- Starring: Alain de Botton
- Original language: English
- No. of episodes: 3

Production
- Running time: 42 min.

Original release
- Network: Channel 4
- Release: 1 May – 3 May 2006

= The Perfect Home =

The Perfect Home is a television series of three 42 minute episodes commissioned for Channel 4 based on the book The Architecture of Happiness by Alain de Botton which first aired in 2006.

In the programmes, Alain de Botton explored the importance of innovative architecture for homes. He offered criticism of modern developments that build in an idealized fake heritage style, which he referred to as pastiche, often referring back to the example of Great Notley Garden Village near Braintree, Essex.

The first programme looks at how the current status quo came about where volume builders are typically building houses with architectural styles harking back to pre-industrial eras such as mock Tudor, neo-Georgian and mock country cottage façades.

The second looks at what defines a building's beauty, drawing parallels with the differences between the Catholic and Protestant ideals in their respective places of worship, suggesting the comparison was a trade off between decoration versus a more utilitarian approach.

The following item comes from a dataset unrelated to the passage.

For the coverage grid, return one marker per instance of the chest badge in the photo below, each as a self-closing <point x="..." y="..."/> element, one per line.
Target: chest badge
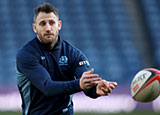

The third programme looks at how the current situation could be improved, with de Botton's preferred option being that buildings' architecture should reflect the era in which they are built. To this end, he approached Bellway Homes with examples of more contemporary designs being used on in the Netherlands as a suggested alternative. Bellway's reaction was quite positive, and they have incorporated more contemporary designs into their Ravenswood development on the former Ipswich Airport site in Suffolk.

Some found the series abstruse and the issue too complex to fit into a television format.